EVEN with their flourishing imaginations, John Keats and Samuel Coleridge could never have foreseen their chance meeting would be recorded on a piece of chewing gum.

The two leading lights of the English romantic poetry movement are said to have come across each other in 1819 while walking along Millfield Lane, Highgate.

Keats was living in Hampstead at that time, while opium addicted Coleridge was staying at his doctor’s house on the Grove in Highgate.

The story goes that the legendary writers walked together for some two miles when they met and parted company with a handshake – after which Coleridge apparently uttered the prophetic comment, “there was death in that hand”.

Keats died at the tender age of 25 from Tuberculosis.

Now, more than 190 years on, this historic encounter has been recreated on a piece of chewing gum.

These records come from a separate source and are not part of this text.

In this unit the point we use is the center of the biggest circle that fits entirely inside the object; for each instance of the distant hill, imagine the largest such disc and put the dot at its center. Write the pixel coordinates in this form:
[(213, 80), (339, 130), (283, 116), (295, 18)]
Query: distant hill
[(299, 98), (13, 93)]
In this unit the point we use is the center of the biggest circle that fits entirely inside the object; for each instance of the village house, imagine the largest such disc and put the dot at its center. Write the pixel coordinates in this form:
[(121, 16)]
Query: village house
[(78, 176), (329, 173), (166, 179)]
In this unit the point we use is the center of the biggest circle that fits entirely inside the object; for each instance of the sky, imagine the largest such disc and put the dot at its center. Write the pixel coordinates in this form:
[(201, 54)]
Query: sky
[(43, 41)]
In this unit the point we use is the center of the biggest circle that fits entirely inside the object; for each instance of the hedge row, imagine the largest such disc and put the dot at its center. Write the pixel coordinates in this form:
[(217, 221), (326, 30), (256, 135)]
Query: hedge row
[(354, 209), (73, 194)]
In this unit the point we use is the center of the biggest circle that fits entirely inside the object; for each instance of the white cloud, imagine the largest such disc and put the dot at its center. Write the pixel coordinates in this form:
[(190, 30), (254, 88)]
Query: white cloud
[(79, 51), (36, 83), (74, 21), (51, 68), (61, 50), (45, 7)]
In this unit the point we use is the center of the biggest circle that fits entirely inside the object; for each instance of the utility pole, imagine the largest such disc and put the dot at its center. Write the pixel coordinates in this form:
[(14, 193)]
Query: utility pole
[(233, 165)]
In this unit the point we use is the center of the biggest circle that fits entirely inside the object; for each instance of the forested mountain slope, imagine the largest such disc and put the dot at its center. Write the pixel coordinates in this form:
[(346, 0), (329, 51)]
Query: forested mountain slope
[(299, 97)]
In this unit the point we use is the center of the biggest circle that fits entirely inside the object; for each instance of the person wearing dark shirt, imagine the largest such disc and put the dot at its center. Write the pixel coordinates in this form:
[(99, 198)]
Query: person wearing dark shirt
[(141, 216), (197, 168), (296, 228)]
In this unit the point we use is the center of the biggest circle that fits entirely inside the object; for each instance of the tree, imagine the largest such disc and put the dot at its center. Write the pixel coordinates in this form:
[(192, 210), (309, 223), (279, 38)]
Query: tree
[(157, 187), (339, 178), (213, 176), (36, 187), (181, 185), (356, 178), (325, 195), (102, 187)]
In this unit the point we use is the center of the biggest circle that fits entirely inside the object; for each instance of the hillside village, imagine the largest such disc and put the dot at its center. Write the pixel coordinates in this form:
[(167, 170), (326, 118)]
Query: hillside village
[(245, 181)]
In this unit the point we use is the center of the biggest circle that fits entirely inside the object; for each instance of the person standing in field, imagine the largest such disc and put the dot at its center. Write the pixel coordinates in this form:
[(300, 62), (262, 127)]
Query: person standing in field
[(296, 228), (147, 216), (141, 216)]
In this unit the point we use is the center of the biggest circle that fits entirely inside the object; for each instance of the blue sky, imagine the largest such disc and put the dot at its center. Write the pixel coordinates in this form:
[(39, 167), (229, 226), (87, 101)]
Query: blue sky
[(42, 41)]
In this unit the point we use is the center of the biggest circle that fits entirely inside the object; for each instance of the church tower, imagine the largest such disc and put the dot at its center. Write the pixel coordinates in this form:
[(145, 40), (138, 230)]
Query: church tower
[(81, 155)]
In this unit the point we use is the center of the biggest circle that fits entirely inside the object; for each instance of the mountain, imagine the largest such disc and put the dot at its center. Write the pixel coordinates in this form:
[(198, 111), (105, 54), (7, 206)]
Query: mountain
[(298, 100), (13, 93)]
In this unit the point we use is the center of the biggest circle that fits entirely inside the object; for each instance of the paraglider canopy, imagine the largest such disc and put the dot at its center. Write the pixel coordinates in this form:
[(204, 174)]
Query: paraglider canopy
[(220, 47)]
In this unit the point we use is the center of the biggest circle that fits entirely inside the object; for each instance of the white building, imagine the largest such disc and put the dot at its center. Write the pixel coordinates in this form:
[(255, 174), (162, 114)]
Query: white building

Artist Ben Wilson has immortalised the Keats-Coleridge handshake on a gummy canvas the size of a 10 pence piece following a request from Golders Green author and poet Miriam Halahmy.

“I came out of the Highgate Literary and Scientific Institute (HLSI) with another writer Judi Sissons about three weeks ago and Ben was there doing one of his paintings,” explained Mrs Halahmy.

“I’ve met him before so I went over to have a chat and asked him if he could do a painting for me.

“He gave me a piece of paper and said draw out your idea and I said started to tell him about Coleridge and Keats meeting here and that I’m a writer.

“And he said you and Judi shake hands and I’ll build the painting around that.”

Mr Wilson then set to work crafting his miniature artwork on the pavement outside the HLSI.

Two hours later his creation was complete and Mrs Halahmy said she was staggered by the results,

“It had everything really – something about the Highgate poets, the fact I came up and worked in Highgate and that Coleridge and Keats met there,” she said.

“I couldn’t believe how much he’d managed to get on it. I think it’s tremendous.

“It’s caused quite a stir and it’s a nice commemoration of Highgate as a centre for writing. I also think the painting encapsulates the strength and focus of poetry in and around Highgate – that’s why I feel so proud being part of it because Coleridge and Keats are such great icons.”

Meanwhile, Mr Wilson said he jumped at the chance of taking on Mrs Halahmy’s story along with that of Keats and Coleridge.

“For me it’s nice to do something for somebody or a group that has a context to a place,” he said.

“It’s outside the HLSI so the painting has a relationship to the people who are writing there. Often the images you see in the public domain are lots of advertising and have nothing to do with people.

“But everyone’s got a story and I wanted to reflect some of that in an immediate way.”